Macron understands that Putin has made a historic and fundamental mistake by invading Ukraine, but that Russia cannot be humiliated. Is there a greater humiliation than declaring a war by bombing the capital of a neighboring and sovereign country, erasing the borders recognized by international law?

Hostilities and death must be stopped, but if Putin does not want to withdraw from the invaded territories and Zelensky refuses to hand over a fifth of the country to Russia, dialogue is impossible even if the conflict eventually ends at a negotiating table. The one who has started bombing and causing hundreds of civilian deaths is not Ukraine or NATO, but the powerful Russian army. Amnesty International and other Western institutions speak of war crimes.
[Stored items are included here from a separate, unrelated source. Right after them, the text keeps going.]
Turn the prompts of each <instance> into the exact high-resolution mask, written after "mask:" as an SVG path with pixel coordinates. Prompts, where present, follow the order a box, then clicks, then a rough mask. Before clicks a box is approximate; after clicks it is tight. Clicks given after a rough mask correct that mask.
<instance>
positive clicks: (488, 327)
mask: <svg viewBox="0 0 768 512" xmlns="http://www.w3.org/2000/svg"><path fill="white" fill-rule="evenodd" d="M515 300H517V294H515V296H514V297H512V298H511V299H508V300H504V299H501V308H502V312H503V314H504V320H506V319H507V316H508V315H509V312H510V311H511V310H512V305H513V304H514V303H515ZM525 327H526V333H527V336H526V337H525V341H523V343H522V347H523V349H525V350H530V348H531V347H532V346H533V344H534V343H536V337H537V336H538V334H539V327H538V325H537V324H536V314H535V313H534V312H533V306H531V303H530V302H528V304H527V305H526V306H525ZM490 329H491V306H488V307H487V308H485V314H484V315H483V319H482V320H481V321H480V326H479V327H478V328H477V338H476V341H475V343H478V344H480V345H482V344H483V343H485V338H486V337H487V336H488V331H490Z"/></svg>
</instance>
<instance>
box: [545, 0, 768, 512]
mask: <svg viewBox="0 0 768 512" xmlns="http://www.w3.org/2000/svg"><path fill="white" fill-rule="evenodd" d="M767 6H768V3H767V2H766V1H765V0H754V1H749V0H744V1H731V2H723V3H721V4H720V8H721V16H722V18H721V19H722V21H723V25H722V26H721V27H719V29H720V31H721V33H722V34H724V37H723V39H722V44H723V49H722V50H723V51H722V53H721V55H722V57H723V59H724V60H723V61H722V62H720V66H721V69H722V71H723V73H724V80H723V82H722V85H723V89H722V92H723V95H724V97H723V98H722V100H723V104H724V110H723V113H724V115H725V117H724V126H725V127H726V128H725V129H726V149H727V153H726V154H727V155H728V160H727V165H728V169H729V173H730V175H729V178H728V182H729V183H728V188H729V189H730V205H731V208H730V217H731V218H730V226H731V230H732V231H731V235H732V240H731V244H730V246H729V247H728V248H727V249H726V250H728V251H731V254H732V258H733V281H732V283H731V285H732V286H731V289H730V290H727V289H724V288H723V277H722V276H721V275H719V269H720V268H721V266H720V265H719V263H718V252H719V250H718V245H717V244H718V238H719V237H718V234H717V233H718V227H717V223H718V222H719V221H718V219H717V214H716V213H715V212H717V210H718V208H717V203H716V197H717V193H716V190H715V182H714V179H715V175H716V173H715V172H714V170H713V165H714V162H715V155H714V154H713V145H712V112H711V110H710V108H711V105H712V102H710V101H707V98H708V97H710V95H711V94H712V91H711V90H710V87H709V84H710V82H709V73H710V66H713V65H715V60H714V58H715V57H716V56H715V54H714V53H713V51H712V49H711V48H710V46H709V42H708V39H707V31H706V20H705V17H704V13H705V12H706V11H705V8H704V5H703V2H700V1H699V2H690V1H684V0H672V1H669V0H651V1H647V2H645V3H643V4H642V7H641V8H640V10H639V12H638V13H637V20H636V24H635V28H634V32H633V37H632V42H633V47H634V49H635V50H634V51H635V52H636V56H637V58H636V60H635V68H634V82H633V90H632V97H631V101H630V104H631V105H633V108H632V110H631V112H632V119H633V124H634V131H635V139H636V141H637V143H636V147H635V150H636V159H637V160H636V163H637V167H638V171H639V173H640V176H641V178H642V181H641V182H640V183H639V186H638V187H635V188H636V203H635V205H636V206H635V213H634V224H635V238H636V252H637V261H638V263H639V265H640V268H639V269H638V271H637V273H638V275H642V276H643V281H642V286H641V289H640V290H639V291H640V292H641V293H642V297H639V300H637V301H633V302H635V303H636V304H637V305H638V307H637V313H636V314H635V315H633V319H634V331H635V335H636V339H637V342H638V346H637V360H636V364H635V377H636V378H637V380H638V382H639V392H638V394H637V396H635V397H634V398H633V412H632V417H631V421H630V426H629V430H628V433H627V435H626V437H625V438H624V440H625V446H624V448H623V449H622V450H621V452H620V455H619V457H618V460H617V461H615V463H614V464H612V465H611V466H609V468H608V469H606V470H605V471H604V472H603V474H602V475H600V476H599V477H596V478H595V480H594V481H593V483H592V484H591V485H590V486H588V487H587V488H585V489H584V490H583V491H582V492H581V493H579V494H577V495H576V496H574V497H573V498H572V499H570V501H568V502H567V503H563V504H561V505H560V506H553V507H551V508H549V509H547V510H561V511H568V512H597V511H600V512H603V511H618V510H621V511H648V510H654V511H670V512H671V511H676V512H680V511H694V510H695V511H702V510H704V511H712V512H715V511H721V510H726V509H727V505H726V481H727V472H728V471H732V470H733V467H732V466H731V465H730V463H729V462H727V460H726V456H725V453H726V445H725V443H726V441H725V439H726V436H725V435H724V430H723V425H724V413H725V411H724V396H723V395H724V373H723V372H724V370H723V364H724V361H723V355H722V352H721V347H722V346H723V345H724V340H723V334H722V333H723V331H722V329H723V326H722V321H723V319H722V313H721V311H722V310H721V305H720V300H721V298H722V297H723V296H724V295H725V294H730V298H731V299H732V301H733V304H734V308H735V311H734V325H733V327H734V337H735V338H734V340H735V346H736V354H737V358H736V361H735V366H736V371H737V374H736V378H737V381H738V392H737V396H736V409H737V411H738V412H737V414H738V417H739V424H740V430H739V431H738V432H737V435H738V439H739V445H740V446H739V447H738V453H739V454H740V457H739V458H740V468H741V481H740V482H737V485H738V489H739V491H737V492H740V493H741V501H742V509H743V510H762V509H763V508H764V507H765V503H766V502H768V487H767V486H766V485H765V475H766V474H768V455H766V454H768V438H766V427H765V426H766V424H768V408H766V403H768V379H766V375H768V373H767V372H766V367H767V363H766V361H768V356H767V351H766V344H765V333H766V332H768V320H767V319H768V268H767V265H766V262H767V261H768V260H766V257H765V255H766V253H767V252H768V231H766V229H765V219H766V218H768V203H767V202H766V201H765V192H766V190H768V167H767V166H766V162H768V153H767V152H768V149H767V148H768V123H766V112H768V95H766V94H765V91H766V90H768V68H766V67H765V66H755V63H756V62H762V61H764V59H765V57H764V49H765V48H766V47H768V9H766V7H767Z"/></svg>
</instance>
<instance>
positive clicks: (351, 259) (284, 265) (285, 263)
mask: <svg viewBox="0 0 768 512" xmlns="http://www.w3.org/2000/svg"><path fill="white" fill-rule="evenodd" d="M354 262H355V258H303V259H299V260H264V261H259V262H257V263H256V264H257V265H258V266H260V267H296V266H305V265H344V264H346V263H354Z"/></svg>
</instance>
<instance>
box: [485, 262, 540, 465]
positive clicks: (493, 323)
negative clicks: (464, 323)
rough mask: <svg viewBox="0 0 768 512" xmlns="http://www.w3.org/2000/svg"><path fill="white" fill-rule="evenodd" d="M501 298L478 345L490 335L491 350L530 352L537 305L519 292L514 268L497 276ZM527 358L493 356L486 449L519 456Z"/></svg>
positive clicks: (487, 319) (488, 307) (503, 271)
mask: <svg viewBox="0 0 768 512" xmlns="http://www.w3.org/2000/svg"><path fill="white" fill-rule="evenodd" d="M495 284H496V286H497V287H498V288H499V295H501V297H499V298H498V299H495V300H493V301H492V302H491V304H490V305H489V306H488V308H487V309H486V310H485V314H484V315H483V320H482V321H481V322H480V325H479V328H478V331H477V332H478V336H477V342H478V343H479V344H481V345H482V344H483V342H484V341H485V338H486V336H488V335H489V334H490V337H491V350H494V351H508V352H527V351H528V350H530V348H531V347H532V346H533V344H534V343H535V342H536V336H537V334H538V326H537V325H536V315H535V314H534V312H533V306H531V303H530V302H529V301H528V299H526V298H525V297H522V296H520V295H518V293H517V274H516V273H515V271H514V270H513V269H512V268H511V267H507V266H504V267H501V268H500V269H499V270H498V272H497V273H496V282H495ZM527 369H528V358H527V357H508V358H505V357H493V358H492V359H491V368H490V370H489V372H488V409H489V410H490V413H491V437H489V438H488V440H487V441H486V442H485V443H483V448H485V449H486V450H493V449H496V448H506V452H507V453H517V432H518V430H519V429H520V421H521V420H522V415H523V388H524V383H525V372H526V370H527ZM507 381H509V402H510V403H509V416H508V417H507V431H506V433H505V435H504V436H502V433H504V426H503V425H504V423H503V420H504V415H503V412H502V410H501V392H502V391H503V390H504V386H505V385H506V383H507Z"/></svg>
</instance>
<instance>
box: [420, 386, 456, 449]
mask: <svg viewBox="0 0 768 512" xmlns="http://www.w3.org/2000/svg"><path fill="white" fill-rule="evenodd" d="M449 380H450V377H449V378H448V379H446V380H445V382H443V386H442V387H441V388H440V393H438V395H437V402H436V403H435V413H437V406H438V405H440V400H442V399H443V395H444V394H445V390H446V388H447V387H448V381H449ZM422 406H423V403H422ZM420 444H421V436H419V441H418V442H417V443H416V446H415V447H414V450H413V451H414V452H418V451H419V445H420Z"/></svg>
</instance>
They are facts, not intentions.

There are two strategic currents that have come to the surface since the war began on February 24. One was expressed by Henry Kissinger (99 years old) in Davos a few weeks ago, suggesting that the Ukrainian government should think of a diplomatic solution that would entail territorial concessions to Russia, referring to the status quo prior to the war, that is, definitively ceding Crimea and a third of the Donbass. Realpolitik on the rights of peoples.

Person as accredited as Javier Solana comes to say the same thing. The same may suit Macron and also Chancellor Scholz, who is the cornerstone of any solution, which stops the war. Draghi, for practical reasons, would agree to this line without humiliating Putin.

This strategy is not shared by Poland, the three Baltic countries and those that were part of the Warsaw Pact, with the ambivalent position of Orbán’s Hungary. Nor are historically neutral countries like Sweden and Finland, which have applied to join the Atlantic Alliance, calm. Pedro Sánchez, despite the fact that the Podemite ministers of his government have not condemned Putin, is for now more with Joe Biden and Boris Johnson and the Scandinavians.

The humiliated so far are the Ukrainians and not Putin. Zelensky says there will be no peace talks until Putin withdraws from what is Ukraine territory, in accordance with international law. The dividing line is the one that separates democratic freedoms and realpolitik from those who do not want to humiliate Putin by giving in to his imperial ambitions, which he himself has compared to the wars of Peter I the Great.

What is at stake is choosing between the stability and comfort of Europe and the destruction of Ukraine, not realizing that Putin has other plans for territorial annexation. At the Munich meeting in 1938 it was thought that he had made peace with Hitler without noticing that the doors of the war that devastated Europe were opening. I think that no one should be humiliated, but neither should we give in to Putin’s warlike policy, that he will want more land.